São tempos difíceis, dizes. Tens medo que te interpretem mal, que achem que dizes que são tempos difíceis porque vão pensar que o tempo a que te referes não é o teu, é o das notícias, dos devaneios financeiros,da europa, das traves que seguram que o mundo e que, já o percebemos, são fracas para sustentar o seu peso.

Mas o peso do teu mundo não é o peso do mundo, do mundo todo, do mundo que escorre para lá do peso do teu mundo.

Eles não sabem que as notícias do teu mundo não passam nos telejornais, que o peso do teu mundo é muito superior ao peso do peso das notícias sobre o banco central europeu.

Tu não dizes que os tempos difíceis que atravessas são o tempo do teu tempo interior, das filas de trânsito, dos aborrecimentos, da inquietação no trabalho que tudo fazes por suportar, da travessia que fazes quando passas pelo meio das brasas e as horas, as que passam e as que não passam, são o teu único contentamento. Mesmo que o digas, ninguém o saberá, porque quem sabe de ti tem o seu próprio peso, incontável, imensurável, indizível.

O mistério do mundo é o teu mistério, o que de ti sabes e não pode ser contado, mesmo por ti, mesmo para ti.

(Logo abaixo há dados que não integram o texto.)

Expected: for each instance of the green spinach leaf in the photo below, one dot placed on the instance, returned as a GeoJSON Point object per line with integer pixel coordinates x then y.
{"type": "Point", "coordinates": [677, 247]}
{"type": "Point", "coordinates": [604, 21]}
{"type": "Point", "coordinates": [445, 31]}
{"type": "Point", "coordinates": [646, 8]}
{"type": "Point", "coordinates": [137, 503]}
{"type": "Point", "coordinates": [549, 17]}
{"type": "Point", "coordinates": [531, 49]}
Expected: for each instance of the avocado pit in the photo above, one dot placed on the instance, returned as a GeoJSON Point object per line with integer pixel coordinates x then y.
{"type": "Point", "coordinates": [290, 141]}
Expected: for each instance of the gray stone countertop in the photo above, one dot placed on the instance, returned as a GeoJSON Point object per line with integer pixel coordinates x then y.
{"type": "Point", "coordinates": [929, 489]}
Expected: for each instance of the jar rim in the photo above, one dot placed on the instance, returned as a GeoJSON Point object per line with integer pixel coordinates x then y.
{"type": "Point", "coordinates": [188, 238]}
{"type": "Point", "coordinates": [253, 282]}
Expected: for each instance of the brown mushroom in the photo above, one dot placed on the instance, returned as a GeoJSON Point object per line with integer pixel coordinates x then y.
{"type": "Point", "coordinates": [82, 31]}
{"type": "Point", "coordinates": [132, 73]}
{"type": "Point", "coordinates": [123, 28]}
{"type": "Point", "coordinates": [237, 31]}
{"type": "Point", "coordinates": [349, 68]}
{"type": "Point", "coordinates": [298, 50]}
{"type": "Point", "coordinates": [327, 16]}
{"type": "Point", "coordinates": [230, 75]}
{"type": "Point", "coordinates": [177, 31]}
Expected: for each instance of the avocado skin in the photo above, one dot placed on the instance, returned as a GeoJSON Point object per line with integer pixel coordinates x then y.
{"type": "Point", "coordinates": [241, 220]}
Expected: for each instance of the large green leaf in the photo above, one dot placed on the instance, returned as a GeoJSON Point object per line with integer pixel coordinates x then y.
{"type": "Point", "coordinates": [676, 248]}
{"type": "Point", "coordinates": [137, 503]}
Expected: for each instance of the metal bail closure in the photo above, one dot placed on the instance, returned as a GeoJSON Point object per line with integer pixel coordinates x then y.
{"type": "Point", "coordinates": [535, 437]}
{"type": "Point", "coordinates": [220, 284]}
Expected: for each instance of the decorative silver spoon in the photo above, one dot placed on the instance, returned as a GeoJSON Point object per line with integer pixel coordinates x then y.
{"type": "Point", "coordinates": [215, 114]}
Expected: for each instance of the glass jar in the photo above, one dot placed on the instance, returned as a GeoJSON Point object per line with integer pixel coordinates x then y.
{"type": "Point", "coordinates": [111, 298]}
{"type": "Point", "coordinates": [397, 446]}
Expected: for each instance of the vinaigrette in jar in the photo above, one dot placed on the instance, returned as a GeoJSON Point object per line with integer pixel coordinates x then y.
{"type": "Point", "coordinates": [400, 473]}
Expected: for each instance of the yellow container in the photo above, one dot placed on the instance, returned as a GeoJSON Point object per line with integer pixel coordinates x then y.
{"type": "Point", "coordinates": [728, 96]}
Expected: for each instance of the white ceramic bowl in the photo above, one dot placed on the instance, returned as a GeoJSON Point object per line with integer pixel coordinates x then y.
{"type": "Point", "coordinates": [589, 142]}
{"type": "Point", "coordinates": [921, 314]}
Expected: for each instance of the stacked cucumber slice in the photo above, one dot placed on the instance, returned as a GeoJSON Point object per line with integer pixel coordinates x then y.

Ninguém perceberia se dissesses que são tempos difíceis, que és tu em tempos difíceis, porque serias confundido com o mundo, que tem muito mais para contar que a explicação do teu caminho. E é por isso que nunca dirás que atravessas tempos difíceis, que o teu dizer é de uma língua estranha que passa ao largo da realidade, que é aborvida pelos tempo presente ou que, espreitando para fora da tua boca, apenas se mostrará envolta na realidade social das oito da noite.

Já não és tu, quando pesas mais que o próprio mundo. Já não és tu porque és os outros, a parte de um todo que se diz, que se espalha, que se entranha no lodo, que se esvai e se fica nas notícias, nos avisos, na percepção de um fim.